Jan Suraaj edges CPI(ML)(L) in vote share, but struggles to beat NOTA in over 25% of its seats

AAP, Tej Pratap Yadav’s JJP and BSP could not beat NOTA in over half of their contests

November 14, 2025 / 16:06 IST
Jan Suraaj loses to NOTA in a third of contests

The Jan Suraaj Party (JSP) may have outperformed the CPI(ML)(L) in overall vote share in the 2025 Bihar assembly elections, but its performance reveals a deeper weakness: the party struggled to defeat NOTA in nearly a third of the constituencies it contested, a Moneycontrol analysis shows.

Jan Suraaj secured 3.44 percent of the total vote, ahead of the CPI(ML)(L)’s 3.05 percent, placing it seventh in statewide vote share rankings. Only the major alliances—RJD (22.76 percent), BJP (20.87 percent), JD(U) (18.91 percent), Congress (8.46 percent) and LJP(RV) (5.11 percent)—along with Independents (4.66 percent), registered higher shares.

Yet despite this respectable vote footprint for a first-time entrant, the party’s constituency-level competitiveness remained extremely low. Of the 238 seats it contested, Jan Suraaj finished behind NOTA in only 68, translating into a rate of just 28.6 percent. In more than three out of ten constituencies, the “None of the Above” option polled more votes than the party.

This placed Jan Suraaj among the weakest performers by the NOTA benchmark among parties contesting more number of seats.

Bahujan Samaj Party was worse with a rate of 71.8 percent, but it still is leading in one seat. The other two parties to be on a weaker footing are Aam Aadmi Party and Tej Pratap Yadav’s new outfit Janshakti Janta Dal, which registered lower vote than NOTA in 40 of its 45 contests.


AIMIM (14.3 percent), VSIP (8.3 percent), and the Aazad Samaj Party (50 percent but across just 18 seats) showed similarly fragile performances.
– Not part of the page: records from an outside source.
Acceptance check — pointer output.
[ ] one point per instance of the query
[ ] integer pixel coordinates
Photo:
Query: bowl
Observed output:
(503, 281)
Comparatively, most of the new or fringe outfits—including the Socialist Unity Centre of India (SUCI), the Samata Party, the Nationalist Congress Party (in its Bihar form), and the Bharatiya Lok Chetna Party—could not manage to beat NOTA in any of seats they contested.
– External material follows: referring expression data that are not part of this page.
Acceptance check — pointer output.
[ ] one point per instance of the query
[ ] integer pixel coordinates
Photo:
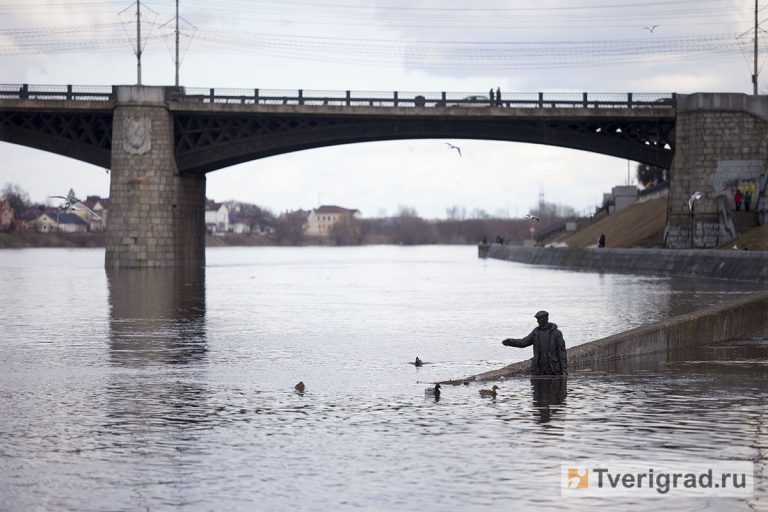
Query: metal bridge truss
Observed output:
(85, 136)
(205, 142)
Established parties expectedly performed better: CPI(ML)(L), BJP, JD(U), LJP(RV) and RJD beat NOTA in every seat they contested, reflecting stronger organisational depth and vote consolidation.

The contrast highlights Jan Suraaj’s core challenge. While its vote share signals name recall and scattered support across the state, the party failed to convert that traction into constituency-level competitiveness.

In most seats, voters either backed traditional parties or preferred NOTA over the fledgling formation.

The party’s model of decentralised campaigns and “people’s candidates” appears to have generated visibility without delivering depth.